Хотя ответ Фамбера и нельзя было назвать внятным, Шус счел, что не стоит настаивать, когда колдун находится в столь помраченном состоянии. Насколько понял Шус, волшебник был крайне разозлен на его, то есть Шуса, быстрый на обещания язык и помраченную алкоголем голову Холдара, готовую поддержать эти обещания, вместо того чтобы пресечь их на полуслове. Так что вышел он на улицу исключительно с целью развеяться. Пополнение запасов же было исключительно предлогом, хотя бы потому что у них не было даже затертой четвертушки, а крестьяне за спасибо со своим добром не расстанутся никогда. За это Шус мог поручиться. Разве что Фамбер пригрозит испепелить всю деревню, как давешнюю картошку, оставив на ее месте кратер.

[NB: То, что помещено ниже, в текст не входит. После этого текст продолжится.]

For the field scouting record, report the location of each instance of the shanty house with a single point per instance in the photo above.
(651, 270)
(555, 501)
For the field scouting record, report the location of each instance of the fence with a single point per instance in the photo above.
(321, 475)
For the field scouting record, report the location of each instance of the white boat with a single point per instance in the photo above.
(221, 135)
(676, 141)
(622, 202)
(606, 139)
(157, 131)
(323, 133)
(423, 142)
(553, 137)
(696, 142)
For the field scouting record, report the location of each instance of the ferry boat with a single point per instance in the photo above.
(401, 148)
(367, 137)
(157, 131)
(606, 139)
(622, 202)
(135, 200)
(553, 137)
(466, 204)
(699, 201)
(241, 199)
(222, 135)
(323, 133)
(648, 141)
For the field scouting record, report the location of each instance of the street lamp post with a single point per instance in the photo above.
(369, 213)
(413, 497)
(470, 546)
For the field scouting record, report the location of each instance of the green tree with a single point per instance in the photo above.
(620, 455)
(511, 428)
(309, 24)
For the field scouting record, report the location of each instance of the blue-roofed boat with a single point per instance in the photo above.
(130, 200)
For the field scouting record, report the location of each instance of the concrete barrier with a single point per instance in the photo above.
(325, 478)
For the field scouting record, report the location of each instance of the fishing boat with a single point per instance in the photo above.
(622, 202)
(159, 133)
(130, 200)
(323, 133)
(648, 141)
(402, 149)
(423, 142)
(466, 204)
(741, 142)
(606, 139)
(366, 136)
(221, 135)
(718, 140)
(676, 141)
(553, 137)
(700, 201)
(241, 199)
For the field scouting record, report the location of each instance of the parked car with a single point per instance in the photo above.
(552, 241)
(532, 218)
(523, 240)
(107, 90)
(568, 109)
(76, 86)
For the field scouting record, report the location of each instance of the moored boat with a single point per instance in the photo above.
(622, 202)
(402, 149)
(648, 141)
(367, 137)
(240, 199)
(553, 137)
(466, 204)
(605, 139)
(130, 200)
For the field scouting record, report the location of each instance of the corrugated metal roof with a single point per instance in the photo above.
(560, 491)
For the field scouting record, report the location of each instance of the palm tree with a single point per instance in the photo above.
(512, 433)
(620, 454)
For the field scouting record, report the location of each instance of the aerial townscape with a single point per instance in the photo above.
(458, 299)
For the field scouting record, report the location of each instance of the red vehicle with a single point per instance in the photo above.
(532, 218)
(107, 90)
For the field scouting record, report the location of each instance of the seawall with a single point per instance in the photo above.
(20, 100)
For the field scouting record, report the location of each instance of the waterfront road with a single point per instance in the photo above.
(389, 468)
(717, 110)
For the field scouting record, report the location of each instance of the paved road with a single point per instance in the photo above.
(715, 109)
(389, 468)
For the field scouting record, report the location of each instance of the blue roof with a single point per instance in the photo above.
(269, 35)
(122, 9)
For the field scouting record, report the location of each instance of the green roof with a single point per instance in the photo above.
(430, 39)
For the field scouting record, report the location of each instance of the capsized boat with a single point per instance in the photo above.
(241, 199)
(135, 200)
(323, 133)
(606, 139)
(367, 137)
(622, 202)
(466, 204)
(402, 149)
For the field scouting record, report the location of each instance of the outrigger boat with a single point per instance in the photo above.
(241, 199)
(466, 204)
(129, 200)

— Смотри, Глухарь, там книжник с мальчишкой своим идуть. Ведать вынюхивают, кого в отраву для волколака превартить, — вдруг раздался чей-то громкий голос.
— Чаго?! — ответил другой голос.
— Говорю, книжник идеть!
— А-а… да не книжник он. Бабка моя говорит, что он все на бумажку какую-то весь вечер смотрел.
Осмотревшись, Шус увидел двух мужичков, выглядывающих из-за забора. У одного борода была куцая, словно бы он ее специально выщипывал, зато у второго при солидной бороде — лысина почти на всю голову. Как предположил Шус это объяснялось тем, за какую растительность их, как правило, таскали жены.
— А эта бумажка-то небось с колдовством была. Ты глянь на него, Глухарь, влитой книжник, — тем временем продолжал тот, что с лысиной.
— Чаго?!
— Говорю, смотри, как одет он.
— А-а… ну, а бабка моя говорила…
— Да плюнь ты на нее. Дура — баба. Ты глянь на него. Вона кошак черный ему дорогу перебежал, а ему хоть бы хны. Он его и не изжарил на месте.